Saturday, April 10, 2010

What Torah Means... to Cindy Rozenberg

Counting the Omer Day 12

My first adult encounter with Torah was at college. I took a course called "Mythopaeic Thought" in which we read and compared the stories in Genesis to the stories of other contemporaneous cultures. It was my first window into the wisdom of Judaism showing me that our ancestors elevated the common mythologies of the time to posit a moral code, a compassionate theology, and an ordered universe.

Torah tells the stories of real people, even the archetypes are described with their strengths and their weaknesses. Torah tells our ancestors' stories in a historical narrative encountering God who expects moral behavior. Other mythologies illustrate the randomness of human fate and the capricious behavior of the gods. Their legal codes value property over human dignity. I took other courses in the Judaic Studies department as a result of that first course and had the privilege of exploring Job with Nachum Glatzer and Genesis with Nechama Liebowitz, whom I thought were just professors but later learned they were famous in their fields. They taught me the value of studying interpretations of Torah from different time periods as both a mechanism of understanding our people's history and sociology as well as a way to grapple with the text myself. I found depth of spirituality, wisdom, and life lessons in this study as these professors shared ancient, modern and their own commentaries on the text and encouraged us, their students, to engage the text ourselves. I learned that Torah has both universal lessons as well as offering us Jews our particular history.
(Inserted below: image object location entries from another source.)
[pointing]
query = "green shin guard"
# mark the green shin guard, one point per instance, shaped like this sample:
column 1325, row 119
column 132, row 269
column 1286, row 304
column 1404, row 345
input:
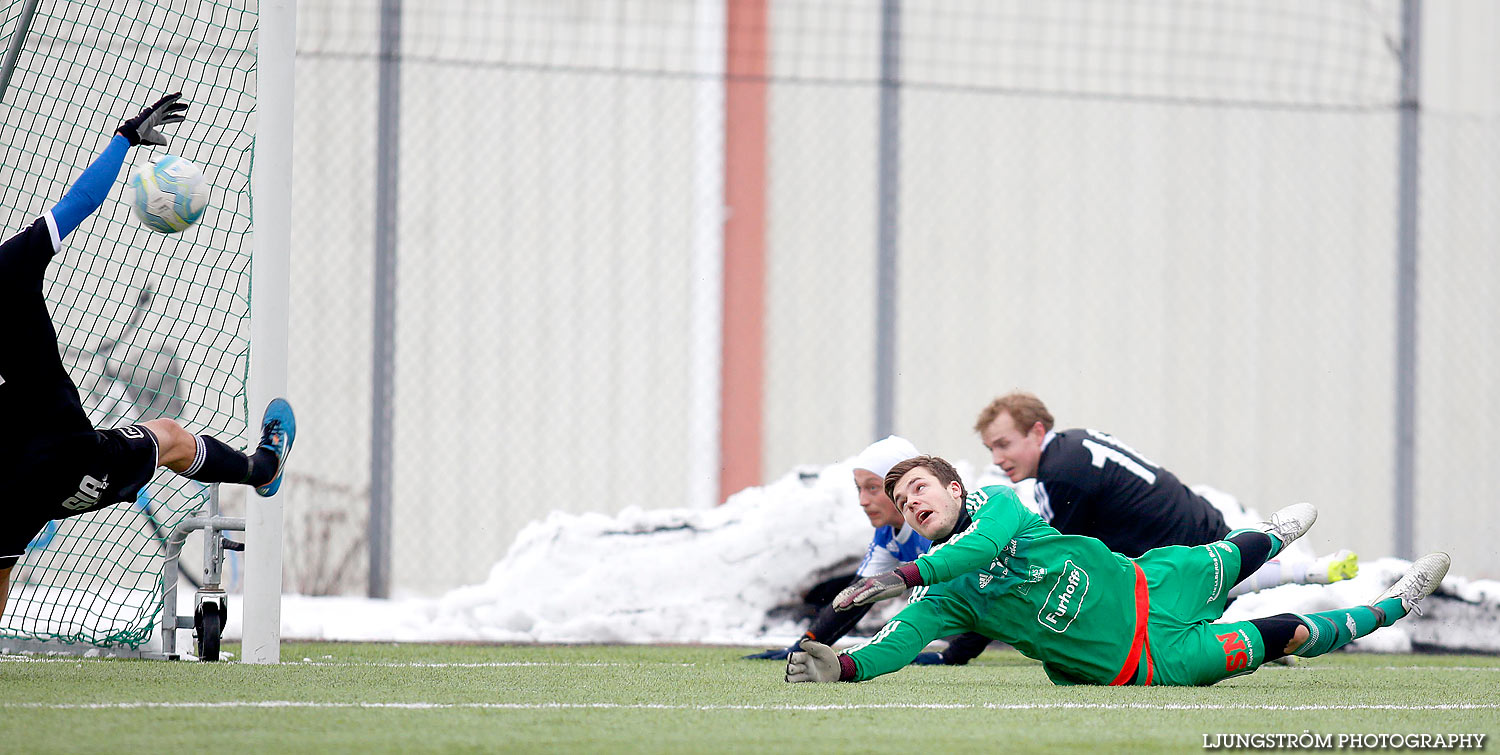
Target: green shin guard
column 1334, row 629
I enjoyed Shabbat morning Torah Study whenever I was able to participate. I found the group discussion approach to Torah refreshing and inspirational. For me, reading the text and participating in the discussion as it might move onto tangents and then come back again to the text, became the process of Torah. Torah was the starting point for our exploration of our relationship to God, to our people, to our history, to our everyday lives, and to our present practice of Judaism. I was enriched by the comments made by others in the group, whether I agreed with them or not, and I felt I was participating in an ancient Jewish practice of encountering the text. Torah tells the story of our people and its relationship to God through our ancient history and as such it can be the starting point of our encounter with God as well. Torah grounds me in Jewish history and make me feel that I am a part of the continuing story of Judaism.